On Saturday, the Myanmar government reported that more than 2,600 homes had been burned down in Rakhine, but it blamed the Rohingya insurgents for the arson acts.

That day, New York-based Human Rights Watch released satellite images showing several hundred buildings burning in Chein Khar Li, a Rohingya Muslim village in Rathedaung Township.

“This new satellite imagery shows the total destruction of a Muslim village, and prompts serious concerns that the level of devastation in northern Rakhine State may be far worse than originally thought,” Phil Robertson, deputy Asia director at Human Rights Watch, said in a statement.

“Yet this is only one of 17 sites that we’ve located where burnings have taken place.

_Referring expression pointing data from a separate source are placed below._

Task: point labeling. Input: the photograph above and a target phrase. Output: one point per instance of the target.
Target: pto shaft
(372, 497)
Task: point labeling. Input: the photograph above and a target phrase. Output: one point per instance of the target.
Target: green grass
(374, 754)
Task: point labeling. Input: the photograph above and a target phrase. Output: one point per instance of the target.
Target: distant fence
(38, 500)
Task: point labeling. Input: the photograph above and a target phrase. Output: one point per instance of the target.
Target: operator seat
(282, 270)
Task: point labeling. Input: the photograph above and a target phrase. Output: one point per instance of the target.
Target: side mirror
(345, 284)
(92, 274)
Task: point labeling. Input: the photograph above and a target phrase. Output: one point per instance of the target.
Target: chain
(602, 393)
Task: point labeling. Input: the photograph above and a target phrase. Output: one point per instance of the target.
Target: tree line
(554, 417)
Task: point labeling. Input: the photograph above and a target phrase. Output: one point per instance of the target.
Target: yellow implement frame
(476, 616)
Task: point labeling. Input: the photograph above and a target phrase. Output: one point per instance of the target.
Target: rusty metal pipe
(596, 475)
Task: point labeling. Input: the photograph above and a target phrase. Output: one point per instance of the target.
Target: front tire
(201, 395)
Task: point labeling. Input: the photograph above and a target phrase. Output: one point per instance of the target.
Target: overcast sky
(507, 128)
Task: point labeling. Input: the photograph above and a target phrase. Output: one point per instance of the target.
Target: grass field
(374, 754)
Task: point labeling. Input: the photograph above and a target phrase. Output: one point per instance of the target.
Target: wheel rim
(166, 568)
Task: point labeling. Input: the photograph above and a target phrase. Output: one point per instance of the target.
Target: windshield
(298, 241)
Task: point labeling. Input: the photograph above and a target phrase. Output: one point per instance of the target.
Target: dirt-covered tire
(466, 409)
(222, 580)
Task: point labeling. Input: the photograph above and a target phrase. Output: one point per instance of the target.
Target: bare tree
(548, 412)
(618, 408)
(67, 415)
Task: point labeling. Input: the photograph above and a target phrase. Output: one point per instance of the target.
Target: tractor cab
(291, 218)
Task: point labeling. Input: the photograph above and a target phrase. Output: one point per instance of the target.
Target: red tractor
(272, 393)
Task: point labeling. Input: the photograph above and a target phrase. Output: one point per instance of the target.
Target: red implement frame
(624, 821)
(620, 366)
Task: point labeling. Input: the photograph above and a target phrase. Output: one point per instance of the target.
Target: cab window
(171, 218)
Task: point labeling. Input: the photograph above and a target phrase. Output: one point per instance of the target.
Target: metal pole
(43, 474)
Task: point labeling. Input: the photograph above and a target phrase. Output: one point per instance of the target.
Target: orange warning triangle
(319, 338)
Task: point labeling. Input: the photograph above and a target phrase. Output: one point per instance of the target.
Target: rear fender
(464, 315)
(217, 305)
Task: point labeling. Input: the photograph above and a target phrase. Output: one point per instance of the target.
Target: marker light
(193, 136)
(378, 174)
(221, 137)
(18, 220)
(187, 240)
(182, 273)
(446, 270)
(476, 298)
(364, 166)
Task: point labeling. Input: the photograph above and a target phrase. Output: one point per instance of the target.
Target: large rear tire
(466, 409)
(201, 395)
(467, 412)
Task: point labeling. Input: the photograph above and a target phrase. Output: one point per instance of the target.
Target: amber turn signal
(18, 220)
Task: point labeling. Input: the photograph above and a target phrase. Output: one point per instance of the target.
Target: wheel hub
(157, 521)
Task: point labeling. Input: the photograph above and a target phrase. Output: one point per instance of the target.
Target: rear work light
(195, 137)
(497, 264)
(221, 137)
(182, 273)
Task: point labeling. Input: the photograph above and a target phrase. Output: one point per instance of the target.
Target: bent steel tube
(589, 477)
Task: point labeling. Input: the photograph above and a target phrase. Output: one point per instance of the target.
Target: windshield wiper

Independent monitors are needed on the ground to urgently uncover what’s going on,” he added.

Meanwhile, Myanmar State Counselor Aung Sang Suu Kyi, who was awarded the Nobel Peace Prize for her past efforts in leading her nation’s pro-democracy movement while Myanmar’s ruling generals kept her under house arrest, has been widely criticized for not speaking out against or acting to stop the violence against the Rohingya.

She has been the target of pro-Rohingya street protests in Malaysia and in Indonesia, where a small group of activists demonstrated outside the Myanmar embassy in Jakarta on Saturday. According to reports, a small fire broke out Sunday morning when someone threw a Molotov cocktail at the embassy.

Also on Sunday, the Indonesian government announced that Foreign Affairs Minister Retno Marsudi was traveling to Myanmar and Bangladesh to hold talks with officials in both countries about the crisis in Rakhine.

Retno is expected to arrive in Dhaka on Tuesday, said Manjarul Karim Khan Chowdhury, director general in charge of the Southeast Asia desk at Bangladesh’s foreign ministry.

“We will discuss many bilateral issues with her, and infiltration of Myanmar nationals into Bangladesh will be one of the issues of discussion,” Chowdhury told BenarNews.

Imran Vittachi in Washington and Razlan Rashid in Kuala Lumpur contributed to this report.